For some of these question, you have to consult a text book on statistical design for biological experiments. You can find how it is done in context geometric morphometrics in the textbook by Zelditch et al (Geometric morphometrics for biologists), and also the help pages and vignettes of geomorph R package is very useful.
The statistical model then would evaluate whether the inter-observer variability is exceeding inter-subject variability (which is of course a problem). For that you need replicates by each landmarker. That why it get a bit tedious. Keep the model simple, and it would be something like:
ID + Rater:Replicate, in which
ID: is the name of your subject
Rater: if the name of your people doing the landmarking
Replicate: however many replicates of the landmarking done by raters (minimum two of course).
If the Rater:Replicate term is statistically significant, then it means your raters have are doing things a bit differently, and you have to decide what to do with that.
The reason it get tedious, if you have three specimens (ID=3), three raters, and minimum of two replicates, you have to do 3x3x2 landmark sets, and people usually do this like a dozen samples.
Also, because this is based on GPA aligned coordinates, it uses the procrustes distance (total amount of error) in the model. Hence, you cannot tell whether it is the 2-3 landmarks causing a problem; simply whether the raters are doing the same or not.
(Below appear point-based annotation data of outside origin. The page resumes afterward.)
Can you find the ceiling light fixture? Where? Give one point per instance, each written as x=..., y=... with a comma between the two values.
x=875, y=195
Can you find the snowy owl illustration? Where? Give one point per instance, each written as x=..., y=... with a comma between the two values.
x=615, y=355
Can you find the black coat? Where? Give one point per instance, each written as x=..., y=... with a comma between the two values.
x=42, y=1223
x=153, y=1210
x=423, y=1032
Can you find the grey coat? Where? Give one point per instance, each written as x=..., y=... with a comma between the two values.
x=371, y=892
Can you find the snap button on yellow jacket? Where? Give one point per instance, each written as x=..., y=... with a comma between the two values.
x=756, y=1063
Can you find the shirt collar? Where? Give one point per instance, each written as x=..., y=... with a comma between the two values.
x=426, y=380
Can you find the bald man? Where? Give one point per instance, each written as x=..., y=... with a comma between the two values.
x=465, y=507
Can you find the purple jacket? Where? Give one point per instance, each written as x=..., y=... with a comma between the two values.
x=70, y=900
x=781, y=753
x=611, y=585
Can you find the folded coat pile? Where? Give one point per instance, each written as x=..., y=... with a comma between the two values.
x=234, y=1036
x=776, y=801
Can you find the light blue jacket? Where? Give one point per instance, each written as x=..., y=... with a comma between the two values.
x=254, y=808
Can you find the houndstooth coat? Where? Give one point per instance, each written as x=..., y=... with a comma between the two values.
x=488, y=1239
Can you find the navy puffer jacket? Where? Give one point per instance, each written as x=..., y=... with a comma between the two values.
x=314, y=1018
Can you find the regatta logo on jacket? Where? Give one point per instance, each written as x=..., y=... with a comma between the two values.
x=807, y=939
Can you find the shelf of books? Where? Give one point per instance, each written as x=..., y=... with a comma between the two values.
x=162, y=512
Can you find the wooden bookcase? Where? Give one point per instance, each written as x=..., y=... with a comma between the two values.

That’s why I personally preferred to look at this without the GPA framework. For any specimen, I can calculate a mean landmark set based on all observations, then evaluate how different each person was on a landmark basis. I simply use basic algebra to do this.
You cannot do any of this in GPA in SlicerMorph. We do not have support for statistical models. The factor/covariate framework is there to only change plot colors. As is, GPA module in SlicerMorph is mostly for visualizing the outcomes of landmarking and making sure that there are no digitization or data errors. We leave the statistical inference side to the user, most of whom use R. In future we do plan to have an integration with R, particularly geomorph to do exactly this type of analysis but that’s about a year out.